Le livre s’ouvre sur Samuel et Sibylle se réveillant entourés d’hommes agressifs et menaçants. Ils sont au Kirghizistan, Asie centrale. Ces individus veulent peut-être leur voler leurs chevaux ou les tuer, ça aussi c’est possible. Le danger est là, c’est évident et ils ont peur. Pourtant Sibylle murmure à Samuel qu’il faut continuer. Elle se le dira souvent, très souvent… Sibylle est la mère de Samuel. Ils vivent à Bordeaux depuis son divorce. Samuel ne va pas bien, il sombre peu à peu dans la délinquance. Ils ne communiquent plus, ne se regardent même plus. Elle perd son fils, elle le sent.
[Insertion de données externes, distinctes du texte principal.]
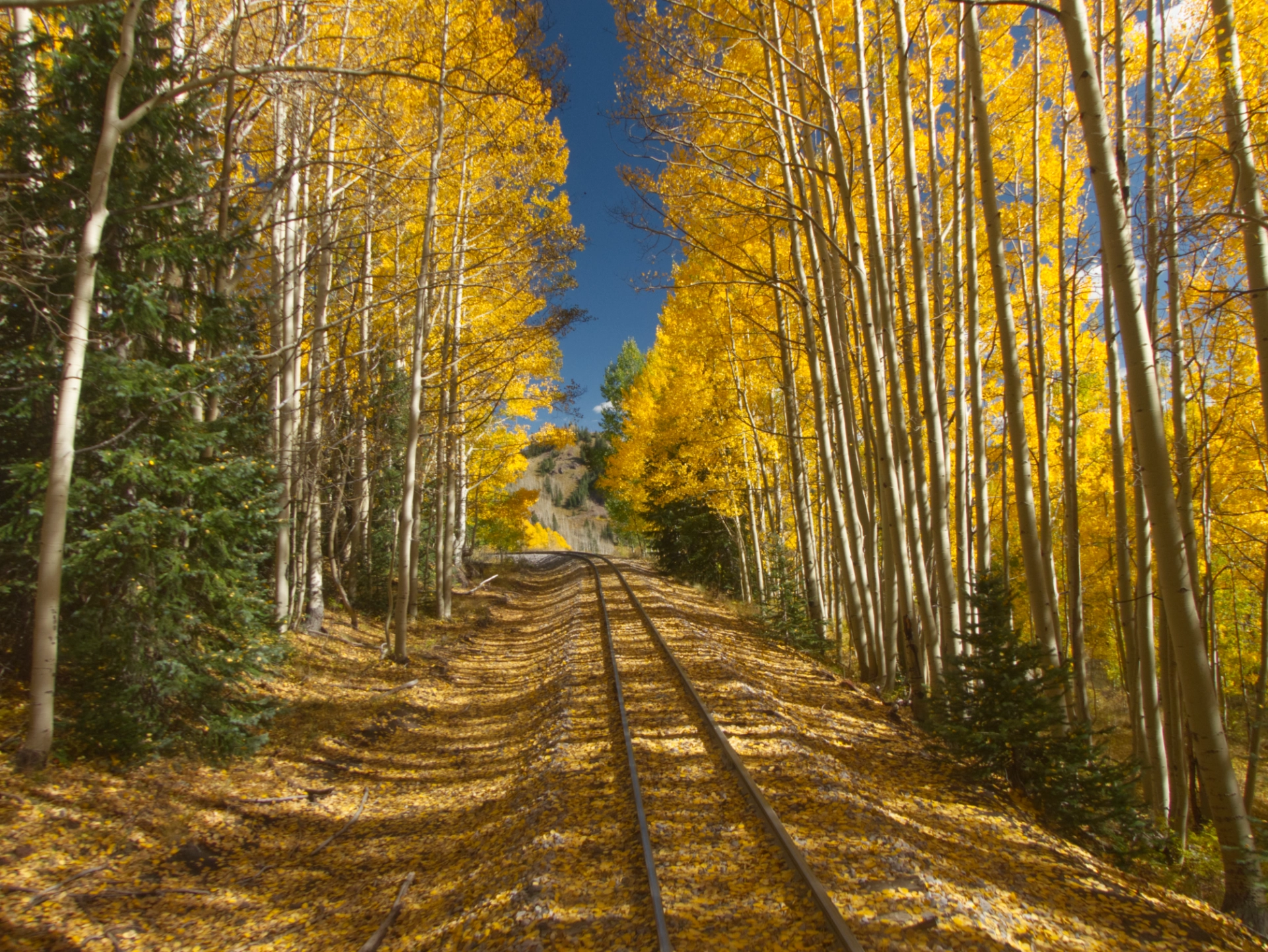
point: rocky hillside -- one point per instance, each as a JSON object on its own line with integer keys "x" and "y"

Alors, avant qu’il ne soit trop tard, elle prend une décision pour le sortir de là où il est en train de sombrer : ils vont partir au Kirghizistan, acheter des chevaux et parcourir le pays, traverser des paysages sublimes, vivre des expériences fortes, rencontrer des gens et laisser tout le reste derrière eux. Elle vend sa maison d’enfance, celle à laquelle elle tenait tant. Le père de Samuel, averti du projet, rit au nez de Sibylle: quelle expérience stupide ! Elle qui a failli mourir en Corse lors d’une simple rando va traverser des espaces inconnus, sauvages, dangereux et tout va bien se passer ? C’est ridicule ! D’ailleurs, dit-il à Samuel, sa mère n’a jamais eu que des projets foireux de ce genre, tout ce qu’elle fait échoue. Encore une preuve de sa médiocrité ! Il demande à son fils de lui envoyer un SMS si quelque chose tournait mal, ce dont il ne doute pas. Et ils partent. Ce livre est mon coup de cœur de la rentrée littéraire : il m’a bouleversée. Et si j’en ai aimé d’autres, le livre de Karine Tuil par exemple, je place celui-ci au dessus. Pourquoi ?
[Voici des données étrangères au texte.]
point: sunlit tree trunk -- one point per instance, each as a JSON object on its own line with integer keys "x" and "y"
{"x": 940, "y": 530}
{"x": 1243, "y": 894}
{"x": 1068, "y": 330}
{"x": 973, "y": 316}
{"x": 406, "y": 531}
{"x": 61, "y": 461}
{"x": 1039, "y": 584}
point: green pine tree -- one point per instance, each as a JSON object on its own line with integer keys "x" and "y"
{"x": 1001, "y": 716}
Tout d’abord parce que j’en ai aimé l’écriture. Lorsque Mauvignier décrit des chevaux qui galopent, la phrase en fait autant, elle se fait mouvement, course, vitesse, elle traverse l’air, la poussière, se heurte aux cailloux, aux rochers, contourne les arbres, traverse les cours d’eau. La phrase devient chemin, épouse le parcours accidenté de la route, s’ouvre à la beauté absolue des paysages. C’est superbe, magnifique, splendide. Sueur et souffle des bêtes et des hommes se mêlent. Ils sont unis dans ce que l’on appelle la vie et que l’écriture rend si merveilleusement. Lorsque l’auteur évoque les sentiments des personnages, leurs émotions, la phrase fouille leur âme, se faufile au plus profond d’eux-mêmes, dans l’intime de l’intime. Je repense à des scènes fabuleuses, impossibles à oublier, des moments forts et sensuels entre la mère et le fils, celui qu’elle veut ramener à la vie coûte que coûte, des scènes où l’on côtoie la mort dans une tension extrême, où l’on sent que la terrible prophétie du père va se réaliser. On a peur pour eux tandis que leurs pensées s’emballent, se cognent aux parois de la vie, se heurtent aux tranchants du monde, cherchant dans l’affolement et la terreur un sens à tout cela.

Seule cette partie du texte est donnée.